Cemil Çiçek, geçen dönemlerle karşılaştırıldığında bu yasama döneminin çok daha gergin ve üslup bakımından kırıcı geçtiğini belirtti. 2011 seçimlerinden sonra, TBMM Genel Kurulu'nda yapılan konuşmalarda, kaba ve yaralayıcı sözlere yönelik bir tarama yaptıklarını anımsatan Çiçek, bu çalışmayı da 27 Şubat 2013'te liderlere gönderdiğini anımsattı.
Olumlu gelişme olmadı
Ancak, aradan geçen süre zarfında Genel Kurul'da kullanılan ifadelere bakıldığında, maalesef olumlu bir gelişme olmadığı, asla tasvip edilmeyecek ifadelerin hala kullanıldığını kaydeden Çiçek, "Milli mücadeleyi yürüten gazi Meclis'e ve aziz Türk Milletinin temsilcilerine yakışmayan bu ifadelerin Meclis’in, milletvekillerinin ve genel olarak siyaset kurumunun halk nezdindeki itibarını zedelediğini üzüntüyle müşahede ediyorum" dedi.

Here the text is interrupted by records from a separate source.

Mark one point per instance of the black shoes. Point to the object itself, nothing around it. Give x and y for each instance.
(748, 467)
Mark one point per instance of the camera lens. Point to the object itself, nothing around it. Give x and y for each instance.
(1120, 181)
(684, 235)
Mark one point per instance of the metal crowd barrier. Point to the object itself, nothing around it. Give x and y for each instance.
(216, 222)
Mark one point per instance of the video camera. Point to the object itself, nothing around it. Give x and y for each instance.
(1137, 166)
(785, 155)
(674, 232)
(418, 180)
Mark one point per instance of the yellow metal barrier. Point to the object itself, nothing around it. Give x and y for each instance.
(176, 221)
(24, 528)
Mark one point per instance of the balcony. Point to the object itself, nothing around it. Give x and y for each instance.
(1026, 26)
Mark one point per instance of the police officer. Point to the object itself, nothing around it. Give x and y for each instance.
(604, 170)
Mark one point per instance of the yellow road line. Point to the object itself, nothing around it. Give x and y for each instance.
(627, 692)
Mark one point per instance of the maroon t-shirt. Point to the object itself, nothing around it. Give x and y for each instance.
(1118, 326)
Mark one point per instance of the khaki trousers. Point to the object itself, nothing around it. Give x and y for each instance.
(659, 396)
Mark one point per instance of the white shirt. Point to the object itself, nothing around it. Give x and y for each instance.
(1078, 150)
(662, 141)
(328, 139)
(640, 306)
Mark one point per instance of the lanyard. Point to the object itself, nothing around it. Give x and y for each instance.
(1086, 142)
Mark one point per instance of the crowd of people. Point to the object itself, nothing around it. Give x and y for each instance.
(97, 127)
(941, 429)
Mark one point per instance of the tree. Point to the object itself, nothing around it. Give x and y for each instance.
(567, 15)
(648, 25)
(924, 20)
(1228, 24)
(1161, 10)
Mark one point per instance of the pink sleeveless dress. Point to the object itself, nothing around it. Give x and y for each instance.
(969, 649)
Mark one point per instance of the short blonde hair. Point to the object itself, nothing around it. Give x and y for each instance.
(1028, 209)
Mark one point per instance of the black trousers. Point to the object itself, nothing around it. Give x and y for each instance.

Bu beyanların sadece Meclis kürsüsünde kalmadığını, internet üzerinde de yapıldığını dile getiren Çiçek, bunların milletvekili sıfatıyla bağdaşmadığını kaydetti. Gelecek yasama yılında daha yapıcı bir üslubun Genel Kurul'a hakim olmasını temenni eden Çiçek, bu konuda herkesi göreve ve sorumluluğa çağırdı. Çiçek, Meclis'in, kaba sözlerin kullanıldığı mekanlar olamayacağına işaret ederek, "Meclis, eylemlerin yeri de değil" diye konuştu.
Yeni anayasa
TBMM Başkanı Çiçek, yeni anayasa çalışmalarını da değerlendirdi. Çiçek, "İnsan onurunu esas alan, hak ve özgürlüklerin standardını yükselterek onları teminat altına alacak olan, etkin ve verimli bir devlet hizmetini temin için, dengeleri iyi kurulmuş yeni bir anayasa hazırlamak milletimize taahhüdümüzdür. Bunun sorumluluğu omuzlarımızdadır, taahhüdümüzü yerine getirinceye kadar da omuzlarımızda durmaya devam edecektir. Anayasa toplumsal talep olmanın ötesinde zaruret haline gelmiştir" diye konuştu.
Çiçek, "Geldiğimiz nokta tatminkar değildir. 48 madde yerine mümkünse tamamında anlaşsaydık ama bu işin içerisine girdikçe ne kadar zor olduğunu hep beraber görüyoruz. Yapılan açıklamalar, değerlendirmeler işimizi de çok kolaylaştırmıyor" dedi.